Ludus AI Agent Assisted Game Development Tools for Unreal Game Engine
In preparation for my presentation for my July 2025 CGDC presentation on AI Assisted Game Development Tools, I spent a lot of time beta testing the latest beta version of the Ludus AI Blueprints Toolkit for the Unreal Game Engine using Unreal 5.6.

I did my Blueprints testing using their 14 Day free Pro Subscription Trial with 20,00 credits. They also provided additional testing credits for the closed beta period to help with the closed beta, which I really appreciated!

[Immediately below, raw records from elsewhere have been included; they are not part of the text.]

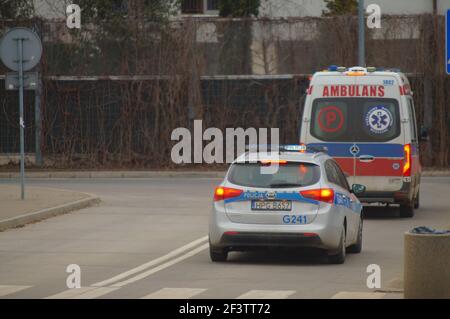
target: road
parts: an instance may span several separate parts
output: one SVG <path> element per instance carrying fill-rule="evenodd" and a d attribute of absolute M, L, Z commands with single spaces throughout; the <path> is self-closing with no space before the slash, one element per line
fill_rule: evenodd
<path fill-rule="evenodd" d="M 30 180 L 30 185 L 95 193 L 102 203 L 0 233 L 0 298 L 331 298 L 340 292 L 371 293 L 366 286 L 370 264 L 381 267 L 382 289 L 401 280 L 405 231 L 450 226 L 450 178 L 423 178 L 416 216 L 400 219 L 395 208 L 371 209 L 363 252 L 348 255 L 344 265 L 328 265 L 321 256 L 296 251 L 231 253 L 229 262 L 213 264 L 206 235 L 218 182 Z M 70 264 L 81 268 L 80 289 L 66 286 Z"/>

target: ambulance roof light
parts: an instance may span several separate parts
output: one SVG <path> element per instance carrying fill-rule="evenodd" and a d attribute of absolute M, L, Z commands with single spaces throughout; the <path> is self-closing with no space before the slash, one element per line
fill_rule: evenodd
<path fill-rule="evenodd" d="M 367 72 L 367 69 L 362 66 L 354 66 L 348 69 L 350 72 Z"/>
<path fill-rule="evenodd" d="M 338 70 L 338 66 L 337 65 L 330 65 L 328 67 L 328 71 L 330 71 L 330 72 L 335 72 L 337 70 Z"/>
<path fill-rule="evenodd" d="M 345 72 L 345 71 L 347 71 L 347 68 L 345 66 L 330 65 L 328 67 L 327 71 L 330 71 L 330 72 Z"/>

I was particularly focused on their new AI Agent Blueprint Generation Features. They currently provide support for: Actor, Pawn, Game Mode, Level Blueprint, Editor Utility Blueprints & Function Library Blueprints. They also offer partial support for Widget (UMG). They are planning to provide support for Material, Niagara, Behaviour Tree, Control Rig, and MetaSound in the near future. Their goal is to fully integrate Blueprint Generation into the main plugin interface. Once the Open Beta phase concludes, activation via a special beta code will no longer be necessary.

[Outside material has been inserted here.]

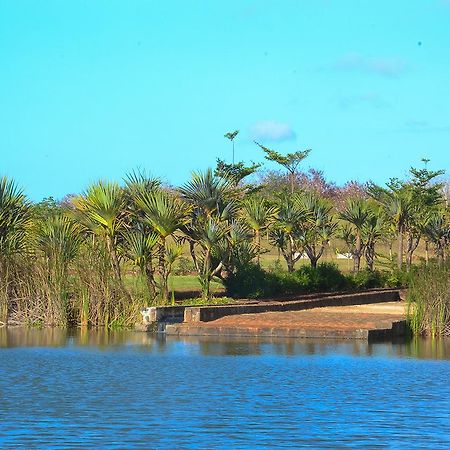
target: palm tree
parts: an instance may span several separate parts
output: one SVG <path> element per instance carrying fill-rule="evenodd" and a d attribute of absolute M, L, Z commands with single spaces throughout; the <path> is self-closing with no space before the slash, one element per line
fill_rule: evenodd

For my beta testing, I asked the Ludus AI agent to identify all the load issues I was getting after upgrading an old Kidware Software Unreal Engine 4.26 RPG academic game project to the latest version of Unreal 5.6. I asked the new Ludus AI Blueprints agent to identify and fix the load issues I was getting after I updated the old project from Unreal 4.26 to 5.6.

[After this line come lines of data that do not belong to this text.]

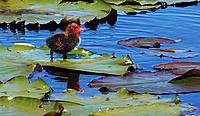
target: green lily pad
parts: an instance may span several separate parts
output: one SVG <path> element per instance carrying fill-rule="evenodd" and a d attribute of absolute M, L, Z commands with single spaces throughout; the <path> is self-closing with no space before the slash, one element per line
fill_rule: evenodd
<path fill-rule="evenodd" d="M 46 45 L 41 46 L 39 49 L 40 50 L 49 50 L 49 48 Z M 73 49 L 71 52 L 68 52 L 67 56 L 70 56 L 70 55 L 91 56 L 93 54 L 95 54 L 95 53 L 93 53 L 92 51 L 89 51 L 85 48 L 76 48 L 76 49 Z"/>
<path fill-rule="evenodd" d="M 0 81 L 5 82 L 15 76 L 29 76 L 35 64 L 27 62 L 26 59 L 16 51 L 0 50 Z"/>
<path fill-rule="evenodd" d="M 191 93 L 200 91 L 199 76 L 182 83 L 169 83 L 170 80 L 176 77 L 177 75 L 168 71 L 130 72 L 125 76 L 107 76 L 94 79 L 90 82 L 89 86 L 107 87 L 110 91 L 126 88 L 131 92 L 151 94 Z M 188 78 L 188 80 L 191 78 Z"/>
<path fill-rule="evenodd" d="M 74 49 L 71 52 L 68 52 L 67 55 L 81 55 L 81 56 L 91 56 L 94 53 L 92 51 L 89 51 L 85 48 L 78 48 L 78 49 Z"/>
<path fill-rule="evenodd" d="M 67 15 L 68 19 L 80 17 L 82 22 L 89 22 L 94 18 L 102 19 L 111 11 L 111 8 L 126 13 L 137 12 L 134 9 L 158 8 L 159 3 L 167 5 L 187 4 L 195 0 L 2 0 L 0 1 L 0 23 L 12 21 L 26 21 L 26 23 L 39 22 L 57 23 Z M 125 7 L 124 7 L 125 5 Z M 141 8 L 142 7 L 142 8 Z M 148 7 L 148 8 L 147 8 Z"/>
<path fill-rule="evenodd" d="M 56 102 L 42 104 L 40 99 L 29 97 L 0 97 L 0 114 L 4 116 L 56 116 L 63 107 Z"/>
<path fill-rule="evenodd" d="M 53 66 L 90 73 L 122 75 L 128 72 L 129 67 L 137 68 L 136 65 L 133 65 L 132 59 L 129 56 L 113 58 L 113 55 L 98 55 L 84 48 L 74 49 L 67 54 L 67 56 L 81 55 L 82 57 L 68 58 L 66 60 L 58 59 L 57 61 L 50 62 L 50 56 L 47 55 L 49 51 L 40 49 L 31 50 L 29 52 L 25 51 L 21 54 L 30 61 L 41 64 L 43 67 Z M 42 49 L 46 48 L 43 46 Z"/>
<path fill-rule="evenodd" d="M 44 45 L 39 48 L 40 50 L 49 50 L 48 46 Z"/>
<path fill-rule="evenodd" d="M 129 67 L 134 67 L 136 69 L 136 65 L 133 65 L 133 62 L 129 56 L 122 56 L 120 58 L 113 58 L 113 56 L 98 56 L 96 58 L 93 57 L 88 59 L 67 59 L 66 61 L 38 63 L 40 63 L 44 67 L 53 66 L 71 70 L 112 75 L 125 74 L 128 72 Z"/>
<path fill-rule="evenodd" d="M 1 49 L 7 49 L 7 47 L 5 47 L 5 46 L 0 46 L 0 50 Z"/>
<path fill-rule="evenodd" d="M 198 53 L 194 53 L 191 50 L 186 49 L 152 49 L 149 52 L 142 52 L 143 54 L 148 54 L 152 56 L 159 56 L 159 57 L 171 57 L 176 59 L 182 58 L 191 58 L 198 55 Z"/>
<path fill-rule="evenodd" d="M 10 23 L 13 20 L 25 20 L 26 23 L 39 22 L 47 23 L 51 20 L 57 23 L 67 15 L 69 19 L 80 17 L 83 21 L 86 17 L 104 18 L 106 17 L 111 7 L 102 0 L 88 3 L 85 1 L 79 2 L 62 2 L 61 0 L 13 0 L 0 1 L 1 8 L 1 23 Z M 74 12 L 75 11 L 75 12 Z M 91 19 L 90 19 L 91 20 Z"/>
<path fill-rule="evenodd" d="M 11 46 L 10 48 L 13 48 L 15 46 Z M 112 75 L 125 74 L 128 72 L 129 67 L 132 67 L 133 69 L 137 68 L 136 65 L 133 65 L 132 59 L 129 56 L 126 56 L 126 57 L 121 56 L 119 58 L 114 58 L 113 55 L 108 55 L 108 54 L 98 55 L 84 48 L 75 49 L 67 54 L 68 56 L 81 55 L 82 57 L 68 58 L 67 60 L 57 59 L 57 61 L 51 62 L 50 56 L 48 56 L 49 50 L 40 50 L 40 49 L 45 49 L 44 47 L 40 49 L 27 50 L 27 49 L 24 49 L 26 48 L 24 46 L 25 45 L 17 46 L 17 49 L 18 50 L 20 49 L 20 51 L 11 51 L 11 52 L 2 51 L 2 53 L 4 54 L 10 53 L 10 55 L 7 55 L 7 56 L 4 55 L 4 57 L 7 57 L 7 58 L 2 58 L 2 59 L 5 60 L 5 62 L 8 64 L 14 62 L 14 60 L 17 60 L 19 64 L 28 63 L 31 66 L 32 65 L 34 66 L 35 64 L 39 63 L 44 67 L 53 66 L 53 67 L 66 68 L 66 69 L 77 70 L 77 71 L 85 71 L 85 72 L 90 72 L 90 73 L 112 74 Z M 19 60 L 16 59 L 17 57 L 15 57 L 14 55 L 15 56 L 18 55 L 20 57 Z M 9 61 L 11 57 L 14 57 L 14 59 Z M 4 64 L 4 62 L 2 62 L 2 64 Z M 6 64 L 6 66 L 8 64 Z M 13 64 L 10 64 L 10 65 L 13 66 Z M 19 66 L 17 67 L 14 66 L 14 67 L 16 69 L 19 69 Z M 27 69 L 29 68 L 26 67 L 26 70 Z M 30 73 L 31 72 L 29 72 L 29 74 Z M 14 76 L 20 76 L 20 75 L 14 75 Z M 26 75 L 22 75 L 22 76 L 26 76 Z"/>
<path fill-rule="evenodd" d="M 179 105 L 170 106 L 170 105 L 138 105 L 138 106 L 129 106 L 126 108 L 110 108 L 106 110 L 100 110 L 96 113 L 91 113 L 89 116 L 180 116 L 181 111 L 187 111 L 187 108 L 182 108 Z"/>
<path fill-rule="evenodd" d="M 136 14 L 140 13 L 142 11 L 147 11 L 151 9 L 157 9 L 161 7 L 161 5 L 146 5 L 146 6 L 141 6 L 141 5 L 111 5 L 111 7 L 117 11 L 123 11 L 126 14 Z"/>
<path fill-rule="evenodd" d="M 36 47 L 32 44 L 27 44 L 27 43 L 15 43 L 14 46 L 10 46 L 8 47 L 8 49 L 11 49 L 11 50 L 33 50 L 35 49 Z"/>
<path fill-rule="evenodd" d="M 41 78 L 30 83 L 25 76 L 14 77 L 0 85 L 0 96 L 42 98 L 50 91 L 51 88 Z"/>
<path fill-rule="evenodd" d="M 104 95 L 104 96 L 93 96 L 91 98 L 82 98 L 79 97 L 75 92 L 68 91 L 65 92 L 67 94 L 67 98 L 65 100 L 71 101 L 74 103 L 82 104 L 76 106 L 70 106 L 68 103 L 59 102 L 63 105 L 66 111 L 63 111 L 63 114 L 67 113 L 70 115 L 89 115 L 91 112 L 98 112 L 104 111 L 107 109 L 127 109 L 130 110 L 141 110 L 141 108 L 148 108 L 151 109 L 152 106 L 161 106 L 163 108 L 172 107 L 167 109 L 166 112 L 177 112 L 177 114 L 184 113 L 187 111 L 192 111 L 192 107 L 189 105 L 178 104 L 178 99 L 159 99 L 159 97 L 150 94 L 131 94 L 126 89 L 120 89 L 116 94 L 112 95 Z M 56 99 L 58 96 L 55 96 Z M 151 111 L 151 112 L 150 112 Z M 144 110 L 142 112 L 137 112 L 138 115 L 142 115 L 145 113 L 152 113 L 152 114 L 162 114 L 163 109 L 153 108 L 152 110 Z M 115 112 L 115 111 L 114 111 Z M 116 111 L 117 113 L 117 111 Z M 119 113 L 119 112 L 118 112 Z M 95 113 L 92 113 L 95 114 Z M 120 113 L 119 113 L 120 114 Z M 121 115 L 121 114 L 120 114 Z"/>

The Ludus AI Agent examined my updated Unreal Engine 5.6 project and determined which Blueprints were broken and it gave me a systematic plan to fix them. I then asked Ludus AI (in Agent mode) to apply all the recommended fixes and test them for me. You can watch the 5-minute video below showing the Ludus AI agent in action:
In Agent mode, Ludus AI made all the fixes (without my help) and my RPG game project worked flawlessly using Unreal Engine 5.6. I was genuinely impressed! Below is the video I took of the fixed gameplay after Ludus AI did its Unreal Engine 5.6 Blueprint repair magic:
Back in 2022, it took me many hours to identify and fix all those Unreal 5 Upgrade errors that I was getting back then doing it all manually myself. The Ludus AI Blueprints beta agent did all the repair work for me in approximately 5 minutes.
I was so impressed by the Beta Ludus AI Agent Blueprints results; I personally purchased a subscription for the Ludus AI plugin for myself. They offer several tiers of pricing for Indies, Pros and Enterprise customers:

They also offer a Free 400 Credit per month subscription so you can take a look at their plugin.
They also sell additional credit packages just in case you burn through your credit allotment during a given month.

The Ludus AI Blueprints 0.6.0 beta agent support moved into “Open Beta” on July 29, 2025, so you can now try out their new AI Blueprint beta features yourself at https://ludusengine.com/ using a Ludus AI Pro 14 Day Free Evaluation Subscription.
I plan to give you another update on my Ludus AI Assisted Unreal Game Engine Blueprint testing in a future blog post.